It would be interesting to see the results if MLB took a poll of fans asking them if they like the designated hitter or not. The poll could also include an inquiry about fans thoughts on inter league play. Chances are, votes for or against the DH would be rather evenly split, depending on if the people voting support an American League team or if it is a Senior Circuit team they follow. As for me, I loathe inter league play and I loathe having to watch pitchers bat.
The biggest two arguments tossed around against the designated hitter are there is more strategy in the National League and that players should be total players. What a bunch of baloney! Any idiot who knows anything about baseball can make a double switch or pinch hit for a pitcher late in the game, and hitters aren’t asked to pitch (very often); why are pitchers ask to hit? Pitchers hit about as well as hitters pitch, which is not very well. Nothing kills the mood of a baseball game more than having to endure the worthless plate appearances of pitchers 85% of the times they are forced to bat.
On top of this, if MLB is going to force inter league play down our collective throats, it is annoying that the leagues have different rules. It is ridiculous in the World Series and it ridiculous in the regular season during inter league play. It was bad enough when we had to endure these yawn fests in previous seasons but at least they were confined predominately to the month of June. Now we have to cope with them all season long.
So, why this rant? Because in the first 14 games of the Kansas City Royals 2013 season, 5 are played in National league parks. Therefore, the Royals will lose one of their key offensive components in favor of a guy who hasn’t hit since Little League (except, of course, for inter leagues games in previous seasons). The Royals are going to have to decide what major cog they are going to sit during these early games. With 4 scheduled off days in the first 18 days of the season, it is not like anyone will need a day off to rest, so the decision on who to sit will probably come down to match-ups. Regardless, the Royals will have to sit either Billy Butler or Eric Hosmer. The Royals can ill afford to lose either bat when playing teams of the ilk of the Philadelphia Phillies and the Atlanta Braves. They shouldn’t have to. The Royals have built their roster because they are an American League team. Their roster is not built to play by the National League’s antiquated rules.
The most obvious solution to this early season dilemma is to consider Eric Hosmer for right field. Keep in mind, this is not the best solution but it is an option. Last season, Kansas City played Hosmer in right field a couple of times and the results were not good. Hoss looked lost and uncomfortable and he played very tentatively. He had not been given much chance to find his comfort zone. The Royals need to make sure that Eric Hosmer gets some time working with the outfielders this spring and he should get 5-10 games in right field while in Arizona. He is a good enough athlete that he should be able to handle that position for a few games.
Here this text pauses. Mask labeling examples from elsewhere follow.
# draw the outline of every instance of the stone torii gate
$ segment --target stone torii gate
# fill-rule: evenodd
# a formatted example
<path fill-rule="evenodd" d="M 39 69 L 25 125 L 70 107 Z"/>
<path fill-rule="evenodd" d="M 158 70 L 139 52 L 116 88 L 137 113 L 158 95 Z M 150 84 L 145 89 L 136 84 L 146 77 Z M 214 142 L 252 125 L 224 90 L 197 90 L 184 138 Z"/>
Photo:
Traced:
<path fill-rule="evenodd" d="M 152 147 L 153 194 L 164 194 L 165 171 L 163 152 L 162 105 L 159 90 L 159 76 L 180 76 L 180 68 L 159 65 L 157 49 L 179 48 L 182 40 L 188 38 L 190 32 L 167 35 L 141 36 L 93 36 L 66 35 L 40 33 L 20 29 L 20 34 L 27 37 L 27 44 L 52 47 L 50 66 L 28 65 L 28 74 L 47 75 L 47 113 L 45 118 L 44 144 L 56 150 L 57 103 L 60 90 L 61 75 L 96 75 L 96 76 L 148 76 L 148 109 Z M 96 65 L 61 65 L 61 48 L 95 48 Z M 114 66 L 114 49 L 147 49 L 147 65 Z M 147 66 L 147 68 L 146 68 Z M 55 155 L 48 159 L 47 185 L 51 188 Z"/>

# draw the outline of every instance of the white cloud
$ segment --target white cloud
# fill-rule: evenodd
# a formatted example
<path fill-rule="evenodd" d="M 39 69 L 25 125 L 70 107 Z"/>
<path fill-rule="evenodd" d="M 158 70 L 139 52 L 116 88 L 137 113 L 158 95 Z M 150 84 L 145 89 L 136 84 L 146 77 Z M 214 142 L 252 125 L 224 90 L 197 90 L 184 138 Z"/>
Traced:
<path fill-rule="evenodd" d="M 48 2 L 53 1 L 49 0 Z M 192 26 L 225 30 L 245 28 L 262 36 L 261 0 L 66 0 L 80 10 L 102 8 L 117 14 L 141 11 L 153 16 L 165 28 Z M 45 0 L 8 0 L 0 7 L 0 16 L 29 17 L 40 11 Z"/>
Billy Butler is the Royals’ best hitter. His bat needs to be in each game. He is not the best defensive first baseman the league has ever seen but he is more than capable of playing the field in inter league play. Eric Hosmer should be one of Kansas City’s better hitters this season and the Royals have to figure out a way to get him in the line-up without benching Billy Butler. Jeff Francoeur is one of the weakest links on this team and if it wasn’t for his cannon arm, he would have very little to offer defensively. Everyone knows about his weaknesses and inconsistencies at the plate. He would be the better choice to bench when the Royals visit National League parks. At the very least, a Hosmer/Francoeur platoon during the inter league games makes the most sense.
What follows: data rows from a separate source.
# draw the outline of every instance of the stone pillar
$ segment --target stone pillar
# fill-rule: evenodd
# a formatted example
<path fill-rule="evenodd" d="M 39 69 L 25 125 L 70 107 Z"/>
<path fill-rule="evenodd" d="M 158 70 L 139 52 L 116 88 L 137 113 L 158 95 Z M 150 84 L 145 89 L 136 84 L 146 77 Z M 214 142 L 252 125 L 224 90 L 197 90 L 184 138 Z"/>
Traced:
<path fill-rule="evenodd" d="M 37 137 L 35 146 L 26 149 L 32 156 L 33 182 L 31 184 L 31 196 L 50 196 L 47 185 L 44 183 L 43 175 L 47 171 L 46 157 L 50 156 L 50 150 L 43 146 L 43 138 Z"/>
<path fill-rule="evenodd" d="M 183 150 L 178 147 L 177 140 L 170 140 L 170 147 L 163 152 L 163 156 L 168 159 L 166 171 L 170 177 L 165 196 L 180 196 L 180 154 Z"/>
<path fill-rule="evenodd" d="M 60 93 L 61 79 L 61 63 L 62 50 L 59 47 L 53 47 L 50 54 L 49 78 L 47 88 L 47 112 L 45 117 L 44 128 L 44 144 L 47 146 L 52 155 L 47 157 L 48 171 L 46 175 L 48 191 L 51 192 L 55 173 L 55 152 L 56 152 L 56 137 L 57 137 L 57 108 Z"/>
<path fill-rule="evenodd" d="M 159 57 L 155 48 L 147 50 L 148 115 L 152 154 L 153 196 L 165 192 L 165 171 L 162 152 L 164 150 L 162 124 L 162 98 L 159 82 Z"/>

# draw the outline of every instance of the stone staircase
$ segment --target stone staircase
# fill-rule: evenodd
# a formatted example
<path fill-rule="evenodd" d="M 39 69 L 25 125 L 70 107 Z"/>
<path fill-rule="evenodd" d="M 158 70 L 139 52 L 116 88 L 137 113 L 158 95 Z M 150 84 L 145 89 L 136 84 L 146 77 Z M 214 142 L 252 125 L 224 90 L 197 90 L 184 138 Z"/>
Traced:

Before deciding to do this though, the Royals do have to weigh the possible consequences of moving Hosmer to right field for these games defensively. The Royals right side defense is not considered strong anyway. Butler is not as good as Hosmer at first but Hosmer has not been great there yet either. Hosmer would not be as good in the field as Francoeur, despite Frenchy’s deterioration in right. The regular starters at first and right field are not the greatest glove men. The Royals have to decide if adding Butler’s (or Hosmer’s, if platooning at first is the other option) bat is offset by making the defense marginally worse at two positions.
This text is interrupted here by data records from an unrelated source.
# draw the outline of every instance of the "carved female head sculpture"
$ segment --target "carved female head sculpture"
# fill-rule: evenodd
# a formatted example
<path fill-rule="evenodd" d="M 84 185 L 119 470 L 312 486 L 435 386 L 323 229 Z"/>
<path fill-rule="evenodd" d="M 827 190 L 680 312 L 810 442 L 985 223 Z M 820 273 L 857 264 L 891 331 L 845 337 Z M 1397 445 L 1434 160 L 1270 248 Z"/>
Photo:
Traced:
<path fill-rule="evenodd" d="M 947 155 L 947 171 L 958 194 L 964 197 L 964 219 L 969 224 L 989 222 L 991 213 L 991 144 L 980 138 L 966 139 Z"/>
If Kansas City gets Hosmer some work in right field this spring, and he can find his comfort zone out there, the Royals should play Billy Butler at first and platoon Hosmer and Francoeur in right field for these early inter league games in Philadelphia and Atlanta. The Royals will need as much offense as possible to compete against the tough pitching each of those teams run out to the mound each game. Billy Butler is the best Royals hitter; he needs to play every game. Hosmer’s bat needs to be in the line-up, too.